Sylas felt Alira's eyes on him—steady, unwavering. For the first time, he realized she had already decided. She wasn't going to leave. Not now.

"What do we do first?" Sylas asked.

Merith tapped a crooked finger against a passage in the tome. "The relic. There's a ruin west of here. Old place. Forgotten by most. They called it Surnhall before the wars. Some say the dead still walk its halls, but what you seek is older than any ghost."

Sylas absorbed the words, feeling the weight of them settle in his gut.

A ruin. Unknown dangers. And a race against the thing festering inside him.

"How far?" Alira asked.

"Two days, if you move fast. Maybe less if you're willing to take the Wraith paths."

Alira's jaw tightened. "We'll take the paths."

Merith chuckled, low and dry. "Brave—or foolish."

She closed the book with a snap. "I'll prepare what I can for the ritual. But hurry. The shard wakes faster than you think."

As they prepared to leave, Merith pressed a small, leather-bound pouch into Sylas's hand.

"Salt, iron filings, and a sigil-stone," she said. "Protection spells. Primitive but better than nothing."

Sylas nodded his thanks, feeling the old woman's gaze burrow into him like roots through stone.

"One more thing," Merith said, voice dropping to a near whisper. "When you find the relic... don't trust what you see. The shard... it feeds on memory, on fear. It will twist the ruin to its liking."

Sylas met her gaze evenly. "I'll remember."

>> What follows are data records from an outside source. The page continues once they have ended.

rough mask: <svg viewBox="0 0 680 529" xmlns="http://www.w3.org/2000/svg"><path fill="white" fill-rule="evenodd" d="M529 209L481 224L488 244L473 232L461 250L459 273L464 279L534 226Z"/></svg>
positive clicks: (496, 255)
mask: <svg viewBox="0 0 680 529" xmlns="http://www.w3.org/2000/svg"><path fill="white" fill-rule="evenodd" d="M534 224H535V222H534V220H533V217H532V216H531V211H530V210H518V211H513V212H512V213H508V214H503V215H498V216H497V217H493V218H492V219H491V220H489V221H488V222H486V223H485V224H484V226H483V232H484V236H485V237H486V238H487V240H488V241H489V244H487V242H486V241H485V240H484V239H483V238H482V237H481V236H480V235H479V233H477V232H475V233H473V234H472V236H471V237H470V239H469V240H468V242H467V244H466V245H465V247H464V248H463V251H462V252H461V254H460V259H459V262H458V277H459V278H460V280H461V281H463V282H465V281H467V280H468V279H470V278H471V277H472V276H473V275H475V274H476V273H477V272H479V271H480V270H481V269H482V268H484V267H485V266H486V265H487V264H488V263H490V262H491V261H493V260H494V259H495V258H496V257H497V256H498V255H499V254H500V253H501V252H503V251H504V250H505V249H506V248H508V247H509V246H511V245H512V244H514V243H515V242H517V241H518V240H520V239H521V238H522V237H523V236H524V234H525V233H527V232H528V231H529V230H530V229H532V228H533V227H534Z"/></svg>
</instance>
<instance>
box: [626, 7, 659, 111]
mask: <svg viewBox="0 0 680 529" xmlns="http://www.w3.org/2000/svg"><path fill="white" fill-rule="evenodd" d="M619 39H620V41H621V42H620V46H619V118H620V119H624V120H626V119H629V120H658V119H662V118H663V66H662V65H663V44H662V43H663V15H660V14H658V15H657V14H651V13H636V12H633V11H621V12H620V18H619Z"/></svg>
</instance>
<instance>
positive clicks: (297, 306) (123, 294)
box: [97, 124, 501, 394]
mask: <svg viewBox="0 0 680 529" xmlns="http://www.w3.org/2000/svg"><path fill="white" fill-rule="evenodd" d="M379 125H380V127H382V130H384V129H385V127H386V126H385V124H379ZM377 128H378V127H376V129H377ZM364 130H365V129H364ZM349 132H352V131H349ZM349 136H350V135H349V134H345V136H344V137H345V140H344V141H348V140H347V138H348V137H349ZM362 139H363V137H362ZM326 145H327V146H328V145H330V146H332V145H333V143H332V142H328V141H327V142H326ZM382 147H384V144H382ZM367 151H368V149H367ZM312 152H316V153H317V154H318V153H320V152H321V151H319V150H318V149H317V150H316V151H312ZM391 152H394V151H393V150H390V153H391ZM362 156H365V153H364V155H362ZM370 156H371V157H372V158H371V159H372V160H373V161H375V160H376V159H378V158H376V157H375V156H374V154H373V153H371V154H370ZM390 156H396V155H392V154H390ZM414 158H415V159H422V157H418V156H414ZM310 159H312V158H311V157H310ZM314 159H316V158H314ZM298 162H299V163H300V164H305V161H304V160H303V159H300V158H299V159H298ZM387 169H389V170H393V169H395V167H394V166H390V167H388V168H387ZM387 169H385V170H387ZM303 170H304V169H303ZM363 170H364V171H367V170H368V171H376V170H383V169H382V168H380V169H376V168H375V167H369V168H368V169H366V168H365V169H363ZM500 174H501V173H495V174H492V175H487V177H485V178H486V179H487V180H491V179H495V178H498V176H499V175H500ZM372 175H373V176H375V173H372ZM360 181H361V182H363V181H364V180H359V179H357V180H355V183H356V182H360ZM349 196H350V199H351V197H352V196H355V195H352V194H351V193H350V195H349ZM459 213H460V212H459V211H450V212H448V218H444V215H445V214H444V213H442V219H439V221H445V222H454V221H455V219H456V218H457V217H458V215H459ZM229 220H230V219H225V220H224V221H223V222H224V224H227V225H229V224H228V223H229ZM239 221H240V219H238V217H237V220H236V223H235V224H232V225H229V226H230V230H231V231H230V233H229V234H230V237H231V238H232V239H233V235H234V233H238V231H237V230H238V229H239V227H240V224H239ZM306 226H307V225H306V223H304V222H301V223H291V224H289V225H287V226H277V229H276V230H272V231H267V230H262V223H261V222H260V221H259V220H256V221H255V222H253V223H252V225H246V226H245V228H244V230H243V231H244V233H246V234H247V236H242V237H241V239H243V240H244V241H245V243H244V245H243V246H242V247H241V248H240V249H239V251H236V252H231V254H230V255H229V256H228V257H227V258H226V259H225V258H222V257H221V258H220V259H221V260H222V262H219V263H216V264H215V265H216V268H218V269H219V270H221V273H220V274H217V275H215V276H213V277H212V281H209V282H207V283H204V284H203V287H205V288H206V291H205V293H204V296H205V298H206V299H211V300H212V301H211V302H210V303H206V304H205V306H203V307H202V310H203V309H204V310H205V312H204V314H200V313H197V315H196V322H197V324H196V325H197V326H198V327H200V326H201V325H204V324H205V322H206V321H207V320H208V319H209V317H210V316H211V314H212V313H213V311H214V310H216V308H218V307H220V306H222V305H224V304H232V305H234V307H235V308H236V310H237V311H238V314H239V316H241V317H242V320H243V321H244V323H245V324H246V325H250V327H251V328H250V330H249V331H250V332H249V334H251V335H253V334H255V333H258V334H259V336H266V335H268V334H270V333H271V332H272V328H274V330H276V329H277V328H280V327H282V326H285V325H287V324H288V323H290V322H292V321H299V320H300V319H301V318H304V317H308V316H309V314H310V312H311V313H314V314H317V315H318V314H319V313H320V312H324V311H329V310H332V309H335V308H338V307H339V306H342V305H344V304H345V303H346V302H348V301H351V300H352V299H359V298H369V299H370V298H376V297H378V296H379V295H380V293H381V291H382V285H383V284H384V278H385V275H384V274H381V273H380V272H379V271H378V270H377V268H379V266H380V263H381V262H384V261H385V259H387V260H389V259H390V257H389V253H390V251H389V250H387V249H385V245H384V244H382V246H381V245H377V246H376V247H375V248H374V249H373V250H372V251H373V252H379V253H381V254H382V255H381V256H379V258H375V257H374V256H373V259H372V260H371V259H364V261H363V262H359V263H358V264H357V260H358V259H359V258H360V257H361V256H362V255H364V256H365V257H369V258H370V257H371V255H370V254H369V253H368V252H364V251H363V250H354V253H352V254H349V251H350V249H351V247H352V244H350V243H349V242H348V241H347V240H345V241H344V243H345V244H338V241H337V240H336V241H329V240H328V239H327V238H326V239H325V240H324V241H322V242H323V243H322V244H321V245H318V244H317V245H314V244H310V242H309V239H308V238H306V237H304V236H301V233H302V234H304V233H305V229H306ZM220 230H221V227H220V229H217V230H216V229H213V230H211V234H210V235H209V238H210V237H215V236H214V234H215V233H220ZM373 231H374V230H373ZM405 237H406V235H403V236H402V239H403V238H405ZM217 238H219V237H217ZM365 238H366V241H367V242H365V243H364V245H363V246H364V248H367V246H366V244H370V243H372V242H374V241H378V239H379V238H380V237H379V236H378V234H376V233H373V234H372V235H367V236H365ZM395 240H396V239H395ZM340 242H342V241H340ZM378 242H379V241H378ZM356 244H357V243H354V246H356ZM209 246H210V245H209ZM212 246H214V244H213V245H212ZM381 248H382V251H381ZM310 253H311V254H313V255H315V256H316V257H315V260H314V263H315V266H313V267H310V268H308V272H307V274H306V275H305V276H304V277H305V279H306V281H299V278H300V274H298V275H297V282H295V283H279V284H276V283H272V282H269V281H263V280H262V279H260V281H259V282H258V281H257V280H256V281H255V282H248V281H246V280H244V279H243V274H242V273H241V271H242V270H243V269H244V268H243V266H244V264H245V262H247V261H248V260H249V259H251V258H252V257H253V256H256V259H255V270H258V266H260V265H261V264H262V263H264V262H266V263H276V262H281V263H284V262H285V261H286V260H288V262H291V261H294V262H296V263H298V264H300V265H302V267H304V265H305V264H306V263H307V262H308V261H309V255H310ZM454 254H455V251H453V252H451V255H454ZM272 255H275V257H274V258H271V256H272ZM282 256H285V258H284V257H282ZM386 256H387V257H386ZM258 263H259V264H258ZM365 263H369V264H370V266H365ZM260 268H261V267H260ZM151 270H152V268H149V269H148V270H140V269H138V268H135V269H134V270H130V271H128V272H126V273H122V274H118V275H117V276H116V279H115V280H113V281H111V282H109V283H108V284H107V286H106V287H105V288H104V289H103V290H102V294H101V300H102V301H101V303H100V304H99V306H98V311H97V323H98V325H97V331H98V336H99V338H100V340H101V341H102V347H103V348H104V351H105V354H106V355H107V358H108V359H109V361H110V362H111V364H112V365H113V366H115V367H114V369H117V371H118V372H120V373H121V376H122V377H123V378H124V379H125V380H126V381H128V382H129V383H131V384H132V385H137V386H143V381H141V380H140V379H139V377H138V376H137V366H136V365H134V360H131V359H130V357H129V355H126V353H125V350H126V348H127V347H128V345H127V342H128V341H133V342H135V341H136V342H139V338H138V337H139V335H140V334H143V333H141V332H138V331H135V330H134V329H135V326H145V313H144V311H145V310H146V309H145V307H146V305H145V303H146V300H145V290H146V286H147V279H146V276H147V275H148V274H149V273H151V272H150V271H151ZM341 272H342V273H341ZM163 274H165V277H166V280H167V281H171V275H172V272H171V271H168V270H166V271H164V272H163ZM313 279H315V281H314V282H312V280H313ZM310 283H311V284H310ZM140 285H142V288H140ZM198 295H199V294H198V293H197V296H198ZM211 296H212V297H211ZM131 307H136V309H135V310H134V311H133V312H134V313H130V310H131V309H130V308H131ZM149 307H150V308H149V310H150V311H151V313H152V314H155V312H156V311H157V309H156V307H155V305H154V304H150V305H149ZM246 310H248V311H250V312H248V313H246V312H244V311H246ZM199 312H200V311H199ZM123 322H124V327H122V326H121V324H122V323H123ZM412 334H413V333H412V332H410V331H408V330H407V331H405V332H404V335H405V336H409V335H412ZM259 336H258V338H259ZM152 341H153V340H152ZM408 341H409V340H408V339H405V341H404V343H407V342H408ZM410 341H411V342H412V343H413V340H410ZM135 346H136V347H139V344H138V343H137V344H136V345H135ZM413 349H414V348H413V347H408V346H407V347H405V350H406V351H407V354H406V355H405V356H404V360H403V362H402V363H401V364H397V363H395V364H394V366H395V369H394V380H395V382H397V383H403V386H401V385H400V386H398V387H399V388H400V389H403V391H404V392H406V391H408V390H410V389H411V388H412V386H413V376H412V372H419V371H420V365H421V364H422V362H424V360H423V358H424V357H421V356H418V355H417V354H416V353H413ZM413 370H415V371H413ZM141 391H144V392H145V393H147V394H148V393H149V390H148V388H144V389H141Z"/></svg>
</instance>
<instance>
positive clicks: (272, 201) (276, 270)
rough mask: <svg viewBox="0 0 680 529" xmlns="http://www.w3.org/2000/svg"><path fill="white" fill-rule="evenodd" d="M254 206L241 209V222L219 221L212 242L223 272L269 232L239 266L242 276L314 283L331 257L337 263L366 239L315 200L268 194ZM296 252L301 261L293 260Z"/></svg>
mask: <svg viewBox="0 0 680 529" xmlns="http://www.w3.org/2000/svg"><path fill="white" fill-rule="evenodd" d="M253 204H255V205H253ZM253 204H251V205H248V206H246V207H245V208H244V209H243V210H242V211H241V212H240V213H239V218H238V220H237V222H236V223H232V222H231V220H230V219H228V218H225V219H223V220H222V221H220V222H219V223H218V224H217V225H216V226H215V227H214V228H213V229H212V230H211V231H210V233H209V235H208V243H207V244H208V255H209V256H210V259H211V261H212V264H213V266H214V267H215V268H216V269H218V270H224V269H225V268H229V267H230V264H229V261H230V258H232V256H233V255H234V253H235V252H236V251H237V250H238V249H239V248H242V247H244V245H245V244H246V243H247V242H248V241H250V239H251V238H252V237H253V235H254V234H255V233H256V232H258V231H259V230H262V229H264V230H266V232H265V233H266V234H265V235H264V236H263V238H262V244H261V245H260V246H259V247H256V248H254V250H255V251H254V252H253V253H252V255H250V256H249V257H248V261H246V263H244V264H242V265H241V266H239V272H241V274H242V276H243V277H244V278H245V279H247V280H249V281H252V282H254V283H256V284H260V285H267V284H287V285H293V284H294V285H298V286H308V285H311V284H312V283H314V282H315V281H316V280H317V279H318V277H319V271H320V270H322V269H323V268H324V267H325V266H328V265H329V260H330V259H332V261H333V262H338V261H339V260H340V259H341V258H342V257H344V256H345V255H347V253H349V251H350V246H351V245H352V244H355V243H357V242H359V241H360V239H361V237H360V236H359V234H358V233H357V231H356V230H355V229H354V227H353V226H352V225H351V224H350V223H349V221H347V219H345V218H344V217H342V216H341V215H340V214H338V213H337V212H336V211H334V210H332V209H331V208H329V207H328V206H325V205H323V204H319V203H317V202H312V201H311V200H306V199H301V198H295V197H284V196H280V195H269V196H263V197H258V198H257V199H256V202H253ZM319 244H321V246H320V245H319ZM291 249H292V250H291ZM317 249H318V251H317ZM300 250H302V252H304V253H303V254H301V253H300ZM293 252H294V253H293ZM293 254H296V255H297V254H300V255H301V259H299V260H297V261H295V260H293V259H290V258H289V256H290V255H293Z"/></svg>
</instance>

He tucked the pouch into his belt, tightening his cloak against the night air.

As they stepped back into the cold, the forest seemed to lean closer around them, the trees whispering secrets too old to name.

They were alone again.

But this time, they knew what they were walking toward—and that it might already know them in return.

Without a word, Sylas and Alira turned west, vanishing into the darkness, the first thin threads of a much larger fate pulling them deeper into the unknown.